Latest Public Sector News

10.09.18

Crown Commercial Service: Travel solutions on track

Source: PSE Aug/Sept 2018

Katrina Williams, head of travel at the Crown Commercial Service (CCS), explains how they are helping government organisations to get the best deal when buying travel solutions.

It has been a trend since before the turn of the century: digital communication continues to reduce the need for extensive business travel. In a sense, the change marks a return to the old days of businessmen in bowler hats taking the train to their London office – except that it’s now just as likely to be women making the journey. And chances are you’ll see a laptop bag rather than a briefcase.

Regardless, public-sector workers can still find themselves faced with demanding travel needs, and looking for solutions that offer ease of use, value, and sustainability. At CCS, we now offer a suite of commercial solutions to manage the cost of travel.

CCS helps government, public- and third-sector organisations to get the best deal when buying common goods and services, including travel. We recently launched a new suite of Public Sector Travel and Venue Solutions, enabling the online booking of rail, air travel and accommodation, as well as event services and other travel provisions. One area of focus is the organisation’s management of £250m annual spend on rail travel via negotiated deals with train operators and best-in-class booking processes.

Encouraging public-sector workers to travel by rail could help deliver a modal shift toward more environmentally sustainable solutions – one of key drivers behind the CCS and the wider public sector.

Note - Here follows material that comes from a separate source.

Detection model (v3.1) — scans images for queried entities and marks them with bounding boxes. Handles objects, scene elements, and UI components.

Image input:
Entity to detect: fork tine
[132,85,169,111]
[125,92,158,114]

Getting the most out of your journey

Some common, knotty issues impede the take-up of rail as a primary business travel solution. In many cases, it’s the same things we face when travelling by rail in a personal capacity.

Fast, reliable wi-fi can make rail an attractive option, but free wi-fi is often restricted to the first 15 minutes in standard class. Paying for wi-fi then reclaiming via expenses can involve additional time and cost.

The ability to pre-select seating with tables and power sockets is a significant benefit for workers concerned with productivity while travelling. At the same time, seat reservations may sometimes be difficult to find, and there is always the chance of encountering a thoughtless passenger sitting in the seat you have booked, or a train operator cancelling seat reservations at the last minute, without warning.

Issues like station parking also have to be considered. It can cost £12 a day to park at a train station, meaning it could even be cheaper to drive your journey.

The rail industry needs to consider the end-to-end costs and the overall impact on travel budgets that its policies can impact in order to increase usage and boost the sustainability and user-friendliness of its services.

CCS continues to work with rail operators to explore the commercial benefits of encouraging a modal shift towards rail. We welcome the rail industry’s current review of fares, including guidance around split ticketing – which some travellers take advantage of where this offers a lower cost.

We also welcome the industry’s refreshed approach towards paying compensation after delays of 30 (or even 15) minutes, with the proviso that this process needs to be automated to make it as easy as possible for people to claim.

The suite of solutions offered by CCS will enhance customer choice and commercial value for organisations and public-sector workers managing rail travel. Combined with the positive industry developments mentioned above, rail travel could become the public sector’s main ground transport solution for business travel.